RELATED PARTY TRANSACTIONS
Kelley & Partners, Ltd. owned 1,205,456 shares, or 9.8%, of the Company
at September 27, 1995. Additionally, certain of the partners, who also serve
as officers and/or directors of the Company, collectively controlled
1,644,311 shares, or 13.3% of the Company's outstanding stock at September
27, 1995.

Kelley & Partners, Ltd. and affiliates held $4,860,100 of the
Debentures at September 28, 1994, all of which were converted into shares of
the Company's common stock upon call of the Debentures (see Debt note).

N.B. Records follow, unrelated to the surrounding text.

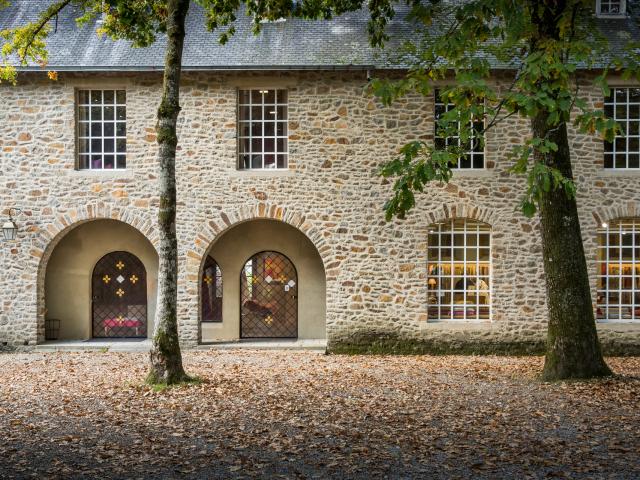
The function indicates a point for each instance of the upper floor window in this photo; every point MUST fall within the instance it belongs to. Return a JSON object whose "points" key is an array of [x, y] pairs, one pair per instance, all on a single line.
{"points": [[618, 294], [262, 129], [623, 105], [459, 270], [611, 7], [102, 129], [474, 156]]}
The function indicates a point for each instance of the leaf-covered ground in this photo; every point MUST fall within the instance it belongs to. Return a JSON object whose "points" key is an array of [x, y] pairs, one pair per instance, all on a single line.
{"points": [[305, 415]]}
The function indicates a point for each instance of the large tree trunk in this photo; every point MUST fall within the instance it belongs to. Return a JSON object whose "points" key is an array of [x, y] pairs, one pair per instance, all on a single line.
{"points": [[166, 359], [573, 349]]}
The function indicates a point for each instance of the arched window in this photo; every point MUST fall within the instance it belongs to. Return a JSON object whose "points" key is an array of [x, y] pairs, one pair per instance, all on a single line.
{"points": [[459, 270], [618, 295], [211, 291]]}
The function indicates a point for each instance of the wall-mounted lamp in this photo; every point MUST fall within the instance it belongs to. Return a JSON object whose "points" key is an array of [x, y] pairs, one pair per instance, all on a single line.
{"points": [[9, 228]]}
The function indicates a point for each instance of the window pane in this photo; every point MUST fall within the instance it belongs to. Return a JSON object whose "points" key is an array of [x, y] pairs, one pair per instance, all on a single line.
{"points": [[109, 129], [269, 161], [269, 129], [283, 96], [83, 113], [83, 129], [282, 144], [618, 271], [244, 97], [270, 97], [258, 130], [83, 97], [244, 113], [109, 96], [98, 136], [96, 129], [626, 111]]}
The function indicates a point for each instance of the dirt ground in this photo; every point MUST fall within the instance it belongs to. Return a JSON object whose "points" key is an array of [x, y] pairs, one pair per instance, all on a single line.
{"points": [[260, 414]]}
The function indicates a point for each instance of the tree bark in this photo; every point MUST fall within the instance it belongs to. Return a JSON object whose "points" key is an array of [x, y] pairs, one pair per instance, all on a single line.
{"points": [[165, 357], [573, 349]]}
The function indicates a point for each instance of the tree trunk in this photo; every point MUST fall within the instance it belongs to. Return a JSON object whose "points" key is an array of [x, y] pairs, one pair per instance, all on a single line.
{"points": [[165, 357], [573, 349]]}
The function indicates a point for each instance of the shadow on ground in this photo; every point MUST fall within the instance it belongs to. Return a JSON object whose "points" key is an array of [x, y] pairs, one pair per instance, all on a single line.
{"points": [[262, 414]]}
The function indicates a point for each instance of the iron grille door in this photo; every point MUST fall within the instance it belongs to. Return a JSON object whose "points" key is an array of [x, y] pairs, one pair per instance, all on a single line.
{"points": [[119, 293], [269, 297]]}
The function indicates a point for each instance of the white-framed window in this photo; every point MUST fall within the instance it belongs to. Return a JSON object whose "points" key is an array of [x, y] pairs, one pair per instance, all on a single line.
{"points": [[474, 156], [618, 291], [262, 129], [623, 105], [459, 270], [611, 7], [102, 129]]}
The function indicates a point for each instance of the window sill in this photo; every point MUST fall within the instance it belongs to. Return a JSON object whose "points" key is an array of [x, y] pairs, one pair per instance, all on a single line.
{"points": [[100, 174], [284, 172], [456, 324], [625, 325], [615, 16], [472, 172]]}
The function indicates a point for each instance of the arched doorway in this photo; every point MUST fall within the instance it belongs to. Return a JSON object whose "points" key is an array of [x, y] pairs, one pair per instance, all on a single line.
{"points": [[119, 297], [268, 297]]}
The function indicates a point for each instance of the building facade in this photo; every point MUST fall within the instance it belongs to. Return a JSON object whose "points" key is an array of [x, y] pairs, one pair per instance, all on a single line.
{"points": [[281, 232]]}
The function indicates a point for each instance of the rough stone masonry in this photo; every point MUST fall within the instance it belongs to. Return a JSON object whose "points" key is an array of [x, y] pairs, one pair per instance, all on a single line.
{"points": [[376, 288]]}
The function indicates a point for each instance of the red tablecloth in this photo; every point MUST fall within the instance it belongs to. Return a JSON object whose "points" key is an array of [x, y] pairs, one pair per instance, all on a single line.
{"points": [[125, 322]]}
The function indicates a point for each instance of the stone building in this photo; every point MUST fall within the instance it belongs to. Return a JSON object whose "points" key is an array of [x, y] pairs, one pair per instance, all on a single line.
{"points": [[280, 223]]}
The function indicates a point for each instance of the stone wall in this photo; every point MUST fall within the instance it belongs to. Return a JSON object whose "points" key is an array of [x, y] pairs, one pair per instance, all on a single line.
{"points": [[376, 271]]}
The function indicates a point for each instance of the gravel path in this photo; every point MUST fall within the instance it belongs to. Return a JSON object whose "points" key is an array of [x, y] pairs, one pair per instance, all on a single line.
{"points": [[260, 414]]}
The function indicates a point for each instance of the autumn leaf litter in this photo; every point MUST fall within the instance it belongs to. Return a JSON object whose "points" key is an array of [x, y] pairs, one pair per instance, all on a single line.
{"points": [[283, 414]]}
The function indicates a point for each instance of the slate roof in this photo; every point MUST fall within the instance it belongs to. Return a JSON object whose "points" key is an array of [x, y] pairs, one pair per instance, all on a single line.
{"points": [[341, 43]]}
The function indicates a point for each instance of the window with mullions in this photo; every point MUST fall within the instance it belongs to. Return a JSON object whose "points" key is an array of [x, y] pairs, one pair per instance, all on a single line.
{"points": [[610, 7], [262, 129], [102, 129], [618, 294], [459, 270], [474, 156], [211, 291], [623, 105]]}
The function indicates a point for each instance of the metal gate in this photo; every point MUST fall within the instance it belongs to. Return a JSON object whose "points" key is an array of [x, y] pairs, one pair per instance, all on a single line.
{"points": [[119, 297], [269, 297]]}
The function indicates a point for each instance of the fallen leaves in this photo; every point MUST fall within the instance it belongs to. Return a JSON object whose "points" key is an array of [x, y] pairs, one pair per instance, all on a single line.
{"points": [[304, 415]]}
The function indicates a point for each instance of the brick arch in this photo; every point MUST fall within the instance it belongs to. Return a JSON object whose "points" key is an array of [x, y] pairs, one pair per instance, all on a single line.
{"points": [[462, 210], [608, 214], [214, 228], [51, 233]]}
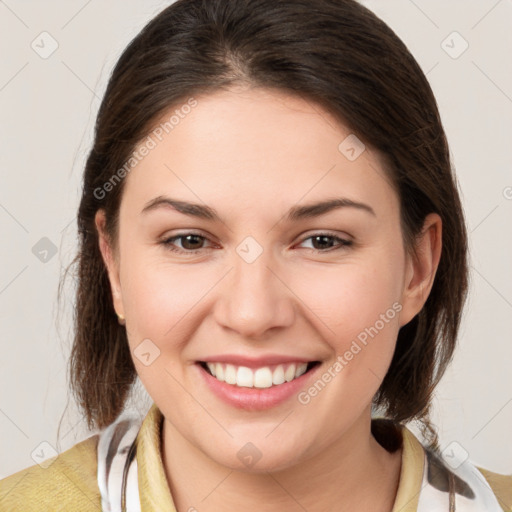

Interest expense on related party debt was $249,681 in 1995, $488,193 in 1994
and $490,262 in 1993.

NET EARNINGS PER COMMON AND COMMON EQUIVALENT SHARE
Primary earnings per common and common equivalent share are computed by
dividing net earnings by the weighted average number of common shares
outstanding and common equivalent shares. Common equivalent shares include
shares subject to purchase under stock options and stock warrants. Primary
weighted average shares and equivalents increased due to an increase in the
number of shares outstanding arising from the conversion of the Company's 10%
subordinated convertible debentures into the Company's common stock effective
April 3, 1995.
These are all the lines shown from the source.